Data Processing Security
DAPIBUS TECH, SL will adopt the necessary technical and organizational measures to ensure the security of the collected data, preventing unauthorized access, loss, destruction, or alteration of data.
In case of a security breach, as outlined in Article 4 of the GDPR, entailing high risk or harm to the rights and freedoms of the data subjects, the controller commits to promptly inform the data subject without undue delay.
Confidentiality
The personal data will be treated as confidential by the Data Controller, who commits to ensuring that this confidentiality is respected by anyone to whom the information is made accessible, whether by legal or contractual obligation.
User Rights Arising from Data Processing
The User may exercise the following rights against DAPIBUS TECH, SL, in accordance with the GDPR:
- Right of access: The right of the User to be informed about the data being processed, its purposes, and the recipients.
- Right of rectification: The right of the User to request modification of inaccurate or incomplete data.

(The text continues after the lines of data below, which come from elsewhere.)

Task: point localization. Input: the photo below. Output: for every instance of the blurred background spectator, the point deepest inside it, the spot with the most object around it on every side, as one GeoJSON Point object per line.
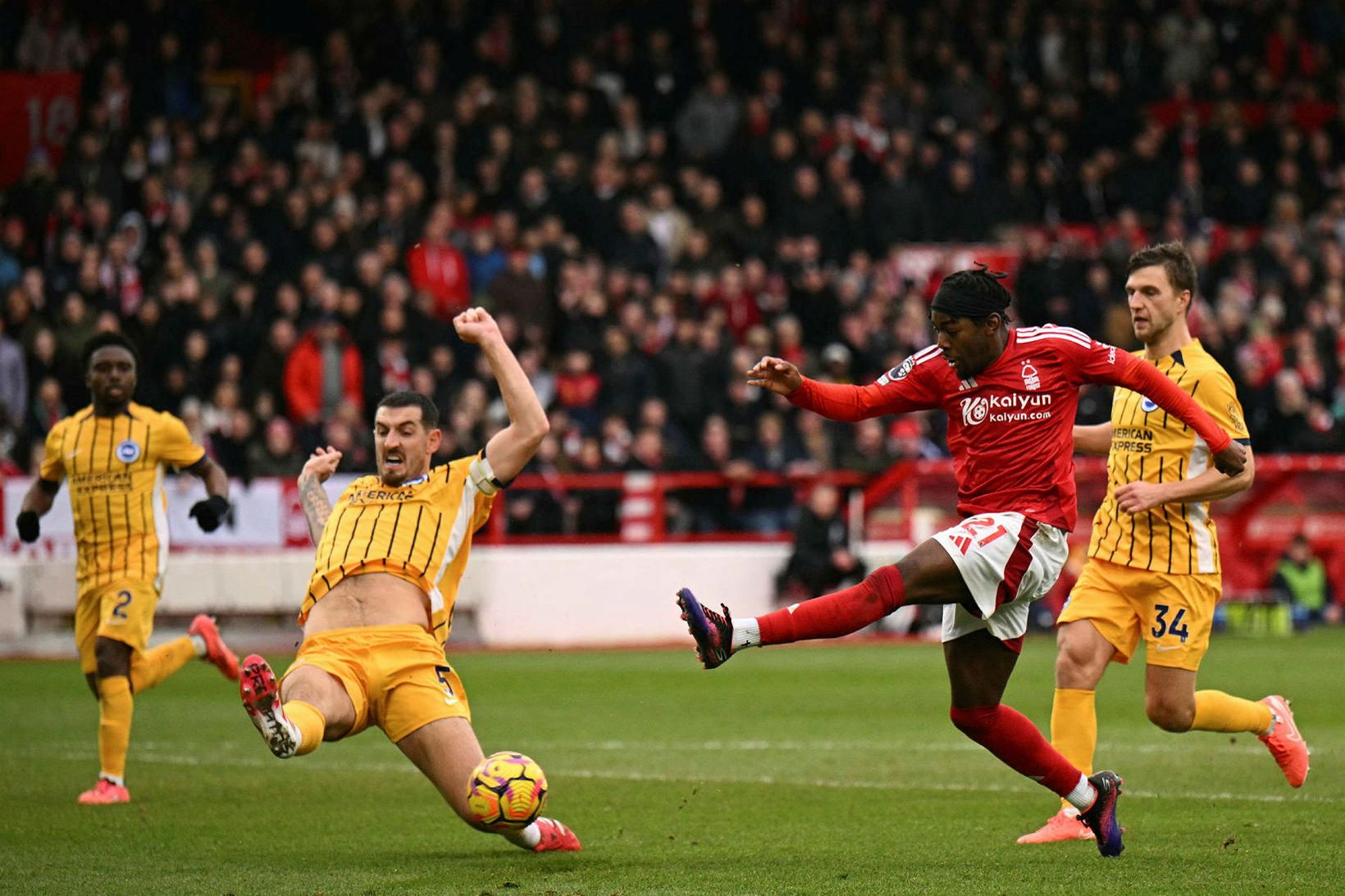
{"type": "Point", "coordinates": [1301, 580]}
{"type": "Point", "coordinates": [284, 205]}
{"type": "Point", "coordinates": [822, 558]}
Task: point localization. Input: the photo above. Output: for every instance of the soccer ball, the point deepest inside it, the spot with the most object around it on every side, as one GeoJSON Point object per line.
{"type": "Point", "coordinates": [508, 791]}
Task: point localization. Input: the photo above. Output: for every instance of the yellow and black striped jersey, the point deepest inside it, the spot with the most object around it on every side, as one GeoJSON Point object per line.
{"type": "Point", "coordinates": [116, 471]}
{"type": "Point", "coordinates": [1147, 444]}
{"type": "Point", "coordinates": [418, 532]}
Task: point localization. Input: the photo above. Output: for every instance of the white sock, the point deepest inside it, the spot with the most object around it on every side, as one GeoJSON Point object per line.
{"type": "Point", "coordinates": [747, 633]}
{"type": "Point", "coordinates": [527, 839]}
{"type": "Point", "coordinates": [1083, 795]}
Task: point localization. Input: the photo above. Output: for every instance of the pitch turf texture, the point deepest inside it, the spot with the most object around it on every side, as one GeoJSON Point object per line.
{"type": "Point", "coordinates": [800, 770]}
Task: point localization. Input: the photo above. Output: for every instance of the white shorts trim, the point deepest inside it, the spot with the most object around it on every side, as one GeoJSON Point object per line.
{"type": "Point", "coordinates": [1008, 562]}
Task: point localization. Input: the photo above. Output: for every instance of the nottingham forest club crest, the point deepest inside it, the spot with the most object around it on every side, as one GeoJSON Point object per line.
{"type": "Point", "coordinates": [1031, 380]}
{"type": "Point", "coordinates": [128, 453]}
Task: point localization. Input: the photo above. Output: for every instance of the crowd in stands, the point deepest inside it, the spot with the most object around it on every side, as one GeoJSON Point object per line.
{"type": "Point", "coordinates": [649, 201]}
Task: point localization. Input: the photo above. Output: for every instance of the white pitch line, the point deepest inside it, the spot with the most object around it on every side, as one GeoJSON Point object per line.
{"type": "Point", "coordinates": [244, 762]}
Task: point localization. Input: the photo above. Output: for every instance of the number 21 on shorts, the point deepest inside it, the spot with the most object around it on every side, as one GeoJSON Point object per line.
{"type": "Point", "coordinates": [975, 529]}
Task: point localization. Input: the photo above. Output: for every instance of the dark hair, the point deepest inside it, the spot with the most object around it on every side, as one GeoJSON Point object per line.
{"type": "Point", "coordinates": [1174, 260]}
{"type": "Point", "coordinates": [977, 293]}
{"type": "Point", "coordinates": [404, 398]}
{"type": "Point", "coordinates": [104, 341]}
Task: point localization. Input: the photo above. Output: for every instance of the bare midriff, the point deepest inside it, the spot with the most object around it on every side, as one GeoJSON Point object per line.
{"type": "Point", "coordinates": [369, 599]}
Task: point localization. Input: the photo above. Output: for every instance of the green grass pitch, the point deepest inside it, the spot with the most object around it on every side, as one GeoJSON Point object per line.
{"type": "Point", "coordinates": [800, 770]}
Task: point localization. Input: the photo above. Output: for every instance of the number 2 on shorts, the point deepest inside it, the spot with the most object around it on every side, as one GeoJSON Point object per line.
{"type": "Point", "coordinates": [123, 602]}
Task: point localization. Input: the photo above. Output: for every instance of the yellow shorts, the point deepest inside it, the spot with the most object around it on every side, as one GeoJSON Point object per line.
{"type": "Point", "coordinates": [123, 611]}
{"type": "Point", "coordinates": [395, 675]}
{"type": "Point", "coordinates": [1172, 612]}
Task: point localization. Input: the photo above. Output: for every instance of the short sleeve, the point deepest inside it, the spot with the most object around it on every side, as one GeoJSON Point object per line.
{"type": "Point", "coordinates": [481, 503]}
{"type": "Point", "coordinates": [1088, 360]}
{"type": "Point", "coordinates": [172, 443]}
{"type": "Point", "coordinates": [1221, 403]}
{"type": "Point", "coordinates": [52, 462]}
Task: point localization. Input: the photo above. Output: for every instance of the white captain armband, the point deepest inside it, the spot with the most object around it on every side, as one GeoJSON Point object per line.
{"type": "Point", "coordinates": [483, 476]}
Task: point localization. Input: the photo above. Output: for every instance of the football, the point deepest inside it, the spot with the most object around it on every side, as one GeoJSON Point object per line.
{"type": "Point", "coordinates": [506, 791]}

- Right to erasure: The right of the User to request the deletion of their data when it is no longer necessary for the purposes for which it was collected, provided there is no legal requirement preventing it.
- Right to restrict processing: The right of the User to restrict processing when challenging the accuracy of personal data; when processing is unlawful; when the Data Controller no longer needs the personal data, but the User requires it for claims; and when the User has objected to processing.
- Right to data portability: The right of the User to request the transfer of their data to another controller, where technically feasible.
- Right to object: The right of the User to object to the processing of their personal data.
- Right not to be subject to automated decision-making: The right of the User not to be subject to automated decisions, including profiling unless legally authorized.
To exercise these rights, the User should contact the Data Controller in writing, specifying:
- Notification address
- The specific right exercised and/or explanation of the request
- Date and signature of the applicant
- Supporting documents to substantiate the request
This request should be sent to the email address: [email protected], or by mail to Carrer Dr. Carulla, 45, 08017, Barcelona.
If the User believes there is a violation of current regulations regarding the processing of their data, they have the right to effective judicial protection and to lodge a complaint with a supervisory authority, especially in the State of habitual residence, place of work, or location of the alleged violation. In Spain, the supervisory authority is the Spanish Data Protection Agency (http://www.agpd.es).
Links to Third-Party Websites
This website may include hyperlinks or links allowing access to third-party websites, not managed by DAPIBUS TECH, SL. These third parties, as owners of their websites, will have their privacy and data protection policies, being solely responsible for the processing of their files.
Changes to the Privacy Policy
This privacy policy is updated as of February 2024 and therefore is adapted to the GDPR and LOPD.
DAPIBUS TECH, SL reserves the right to modify its privacy policy, and such changes will be notified to the User.